Dieser komme regelmäßig in „einer antithematischen Behandlung des parodierten Werkes zum Ausdruck“. Wesentliches Merkmal einer Parodie sei gerade, „an ein bestehendes Werk zu erinnern, gleichzeitig aber ihm gegenüber wahrnehmbare Unterschiede aufzuweisen und zum anderen einen Ausdruck von Humor oder eine Verspottung darzustellen“. Die in das Bild eingefügten „Ottifanten“ würden die ursprüngliche Bildaussage verändern und eine neue Wirkung erzielen. Dabei käme es nicht auf die Rezeption durch den „Durchschnittsverbraucher“ an. Wegen der Bedeutung der Kunstfreiheit sei vielmehr auf die Perspektive eines Betrachters abzustellen, „der die Vorlage kennt, aber auch das für das neue Werk erforderliche intellektuelle Verständnis besitzt“. 

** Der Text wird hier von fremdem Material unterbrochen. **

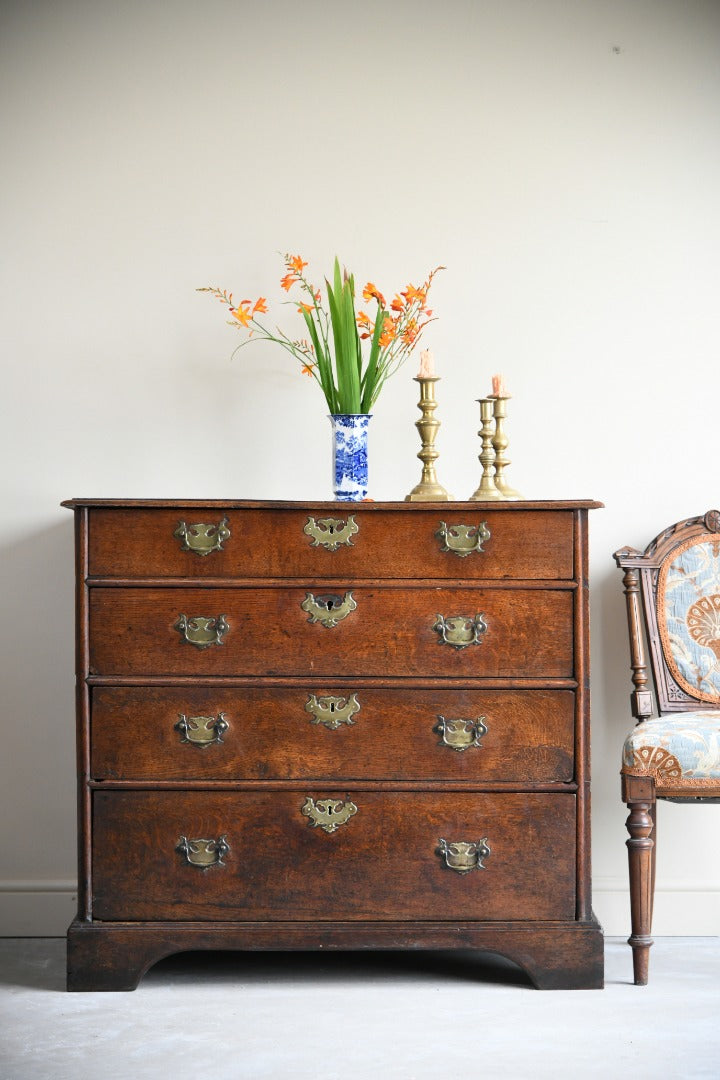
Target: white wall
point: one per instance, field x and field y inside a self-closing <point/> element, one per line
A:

Nach Art. 5 Abs. 5 der InfoSoc-Richtlinie dürfen die „Schranken“ nicht die normale Verwertung des Werks beeinträchtigen oder die Interessen des Rechtsinhabers ungebührlich verletzen. Beides liegt nach Auffassung des OLG hier nicht vor. Es sei ausgeschlossen, dass jemand, der ein Werk des Künstlers Rizzi erwerben möchte, ein Bild von Otto kaufe und umgekehrt. Die Parodie sei kein geeigneter Ersatz für das Original und gefährde daher nicht dessen Verwertung. Schließlich liegt nach Ansicht des OLG auch keine im Sinne des Wettbewerbsrechts unzulässige Nachahmung vor. Zwar könne das Angebot einer Nachahmung kann nach § 4 Nr. 3 UWG wettbewerbswidrig sein, wenn das nachgeahmte Produkt wettbewerbliche Eigenart aufweist und besondere Umstände – wie eine vermeidbare Täuschung über die betriebliche Herkunft oder eine unangemessene Ausnutzung oder Beeinträchtigung der Wertschätzung des nachgeahmten Produkts – hinzutritt. Eine Herkunftstäuschung läge hier aber nicht vor, da das „Ottifanten“-Bild ein Selbstporträt von Otto und deutlich erkennbar dessen Signatur enthält.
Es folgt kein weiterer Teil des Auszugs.